Adding L2 weight decay to a specific parameter group

import torch
from torch import nn
from torch.optim import Adam

# Define a model
class MyModel(nn.Module):
    def __init__(self):
        super(MyModel, self).__init__()
        self.fc1 = nn.Linear(10, 20)
        self.fc2 = nn.Linear(20, 5)

# Create a parameter group with L2 weight decay for the first layer
param_group1 = {'params': model.fc1.parameters(), 'weight_decay': 0.001}
param_group2 = {'params': model.fc2.parameters()}  # No weight decay

# Create optimizer with L2 weight decay for fc1 only
optimizer = Adam([param_group1, param_group2])

Here, we create separate parameter groups for each layer of the model. The first layer's parameter group includes weight_decay=0.001 to apply L2 weight regularization, while the second layer's group doesn't have weight decay. This allows for more fine-grained control over regularization within your model.

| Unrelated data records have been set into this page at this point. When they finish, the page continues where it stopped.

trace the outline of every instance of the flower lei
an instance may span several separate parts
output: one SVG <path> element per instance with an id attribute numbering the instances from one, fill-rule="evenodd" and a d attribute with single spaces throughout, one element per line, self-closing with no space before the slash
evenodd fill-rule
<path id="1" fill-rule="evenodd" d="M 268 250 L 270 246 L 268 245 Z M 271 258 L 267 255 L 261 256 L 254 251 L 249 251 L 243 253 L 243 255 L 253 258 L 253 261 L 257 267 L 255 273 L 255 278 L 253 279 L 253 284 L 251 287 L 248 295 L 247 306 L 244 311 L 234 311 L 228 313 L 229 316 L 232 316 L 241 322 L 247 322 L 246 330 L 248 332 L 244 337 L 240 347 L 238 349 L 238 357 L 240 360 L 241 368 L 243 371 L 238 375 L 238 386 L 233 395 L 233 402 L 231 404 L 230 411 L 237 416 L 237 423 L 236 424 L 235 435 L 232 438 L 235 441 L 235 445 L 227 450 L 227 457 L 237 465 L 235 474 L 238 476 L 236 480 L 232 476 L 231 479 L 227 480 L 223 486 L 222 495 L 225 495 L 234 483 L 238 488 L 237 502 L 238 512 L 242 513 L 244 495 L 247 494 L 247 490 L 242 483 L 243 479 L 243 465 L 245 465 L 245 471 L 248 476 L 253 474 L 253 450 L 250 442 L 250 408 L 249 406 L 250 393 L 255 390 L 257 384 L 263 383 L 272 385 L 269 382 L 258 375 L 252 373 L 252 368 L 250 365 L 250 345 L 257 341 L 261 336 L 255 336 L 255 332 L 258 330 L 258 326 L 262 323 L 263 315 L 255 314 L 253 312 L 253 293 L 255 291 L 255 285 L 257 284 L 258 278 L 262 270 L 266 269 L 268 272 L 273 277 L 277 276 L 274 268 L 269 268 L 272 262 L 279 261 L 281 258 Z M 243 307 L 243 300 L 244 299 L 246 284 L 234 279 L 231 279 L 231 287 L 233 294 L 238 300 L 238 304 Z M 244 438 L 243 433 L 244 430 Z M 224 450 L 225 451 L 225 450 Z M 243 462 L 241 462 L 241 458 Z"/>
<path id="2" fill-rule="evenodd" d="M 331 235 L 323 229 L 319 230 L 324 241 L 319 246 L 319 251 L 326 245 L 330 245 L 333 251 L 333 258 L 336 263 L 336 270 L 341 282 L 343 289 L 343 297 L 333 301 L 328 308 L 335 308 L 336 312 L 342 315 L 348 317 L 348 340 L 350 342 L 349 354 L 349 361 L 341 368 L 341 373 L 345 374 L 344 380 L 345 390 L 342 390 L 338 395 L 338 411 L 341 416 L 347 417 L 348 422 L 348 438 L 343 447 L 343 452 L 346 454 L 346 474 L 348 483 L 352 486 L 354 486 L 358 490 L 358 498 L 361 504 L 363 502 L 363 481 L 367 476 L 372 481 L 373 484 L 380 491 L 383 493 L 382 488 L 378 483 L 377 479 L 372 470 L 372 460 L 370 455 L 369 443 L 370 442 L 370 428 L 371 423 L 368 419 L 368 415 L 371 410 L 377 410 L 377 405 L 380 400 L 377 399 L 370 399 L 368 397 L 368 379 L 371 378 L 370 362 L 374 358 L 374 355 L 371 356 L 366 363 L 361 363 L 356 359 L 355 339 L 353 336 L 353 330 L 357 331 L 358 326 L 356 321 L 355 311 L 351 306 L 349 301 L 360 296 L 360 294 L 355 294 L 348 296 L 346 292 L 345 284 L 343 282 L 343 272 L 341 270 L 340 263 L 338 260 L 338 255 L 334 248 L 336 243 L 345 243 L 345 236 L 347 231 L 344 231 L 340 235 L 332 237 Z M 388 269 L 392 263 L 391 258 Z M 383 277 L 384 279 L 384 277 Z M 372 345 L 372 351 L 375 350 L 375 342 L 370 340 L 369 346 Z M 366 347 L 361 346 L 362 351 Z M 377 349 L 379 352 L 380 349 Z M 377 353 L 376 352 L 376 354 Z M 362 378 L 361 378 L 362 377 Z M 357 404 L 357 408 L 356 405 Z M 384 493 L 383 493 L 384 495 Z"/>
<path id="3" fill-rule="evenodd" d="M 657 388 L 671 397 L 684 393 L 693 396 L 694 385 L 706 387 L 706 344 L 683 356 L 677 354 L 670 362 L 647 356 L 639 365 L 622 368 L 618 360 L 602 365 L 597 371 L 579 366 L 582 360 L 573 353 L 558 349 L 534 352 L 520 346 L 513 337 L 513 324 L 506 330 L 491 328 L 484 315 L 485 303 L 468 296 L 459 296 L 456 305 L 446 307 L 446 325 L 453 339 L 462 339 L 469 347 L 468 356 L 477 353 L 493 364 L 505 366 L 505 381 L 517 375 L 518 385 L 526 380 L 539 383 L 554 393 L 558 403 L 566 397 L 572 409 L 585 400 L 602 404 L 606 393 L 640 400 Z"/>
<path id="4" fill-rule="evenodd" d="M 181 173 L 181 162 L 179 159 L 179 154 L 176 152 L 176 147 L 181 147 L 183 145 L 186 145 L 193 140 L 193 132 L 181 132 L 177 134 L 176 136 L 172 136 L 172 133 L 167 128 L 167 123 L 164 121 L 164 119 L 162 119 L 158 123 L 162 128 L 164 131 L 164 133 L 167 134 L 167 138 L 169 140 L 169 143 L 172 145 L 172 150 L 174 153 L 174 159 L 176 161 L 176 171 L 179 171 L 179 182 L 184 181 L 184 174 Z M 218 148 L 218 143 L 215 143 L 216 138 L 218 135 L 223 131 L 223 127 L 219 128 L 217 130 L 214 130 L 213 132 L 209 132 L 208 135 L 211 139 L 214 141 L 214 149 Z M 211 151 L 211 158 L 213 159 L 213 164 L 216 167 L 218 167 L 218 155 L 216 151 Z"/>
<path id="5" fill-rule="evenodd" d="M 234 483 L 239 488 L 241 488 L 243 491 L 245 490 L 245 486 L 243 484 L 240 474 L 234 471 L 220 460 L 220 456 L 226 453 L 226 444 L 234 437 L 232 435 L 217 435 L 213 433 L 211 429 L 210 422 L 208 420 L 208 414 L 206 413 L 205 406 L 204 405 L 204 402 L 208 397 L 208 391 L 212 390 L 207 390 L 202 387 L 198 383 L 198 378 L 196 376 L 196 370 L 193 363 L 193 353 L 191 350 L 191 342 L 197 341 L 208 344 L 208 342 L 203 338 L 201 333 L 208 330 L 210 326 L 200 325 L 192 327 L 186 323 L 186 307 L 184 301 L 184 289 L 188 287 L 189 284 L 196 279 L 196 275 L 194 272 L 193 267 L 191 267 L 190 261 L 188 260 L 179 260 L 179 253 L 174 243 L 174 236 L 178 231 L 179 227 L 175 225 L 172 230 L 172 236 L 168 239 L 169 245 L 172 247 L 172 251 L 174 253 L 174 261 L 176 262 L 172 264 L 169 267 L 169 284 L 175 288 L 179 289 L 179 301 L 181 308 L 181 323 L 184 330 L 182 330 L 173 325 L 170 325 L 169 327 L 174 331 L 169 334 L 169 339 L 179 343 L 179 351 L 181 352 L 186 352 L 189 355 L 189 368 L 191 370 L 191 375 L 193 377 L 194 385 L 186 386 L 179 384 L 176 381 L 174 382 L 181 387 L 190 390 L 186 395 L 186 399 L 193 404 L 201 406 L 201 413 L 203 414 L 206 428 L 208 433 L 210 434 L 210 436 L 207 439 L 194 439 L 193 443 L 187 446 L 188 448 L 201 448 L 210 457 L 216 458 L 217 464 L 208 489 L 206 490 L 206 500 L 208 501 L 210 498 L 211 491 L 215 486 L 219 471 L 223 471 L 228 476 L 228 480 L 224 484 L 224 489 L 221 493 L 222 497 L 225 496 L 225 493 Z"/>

- If you need drastically different learning rates or optimization algorithms for different parts of your model, consider creating separate optimizers for each portion.
- For example, you might use Adam for the main body of your network and SGD with momentum for the final layers.
- This approach provides strict separation but can be more complex to manage.
Manual Parameter Update
- In very specific scenarios, you might choose to manually update specific parameters during training. This involves:
  - Accessing individual parameters using model.layer.weight or model.layer.bias.
  - Calculating the update based on the chosen optimization algorithm (e.g., subtracting learning rate times gradient).
  - Assigning the updated value back to the parameter.
- This approach is highly manual and error-prone, so use it cautiously for specific research purposes.
Model Wrapping
- If you need complex optimization strategies beyond what add_param_group() offers, consider wrapping your model with a custom class that handles parameter updates.
- This allows fine-grained control over how parameters are grouped and updated during training.
- This is an advanced approach and requires in-depth understanding of optimization algorithms.

Choosing the Right Approach

The best alternative depends on your specific needs and level of control desired.

Model wrapping is a highly customized approach for researchers who need intricate control over the optimization process.
Creating multiple optimizers or manual parameter updates are more appropriate for advanced scenarios requiring very specific optimization strategies.
For most cases, add_param_group() is the simplest and recommended approach for adding parameter groups with different learning rates or other hyperparameters.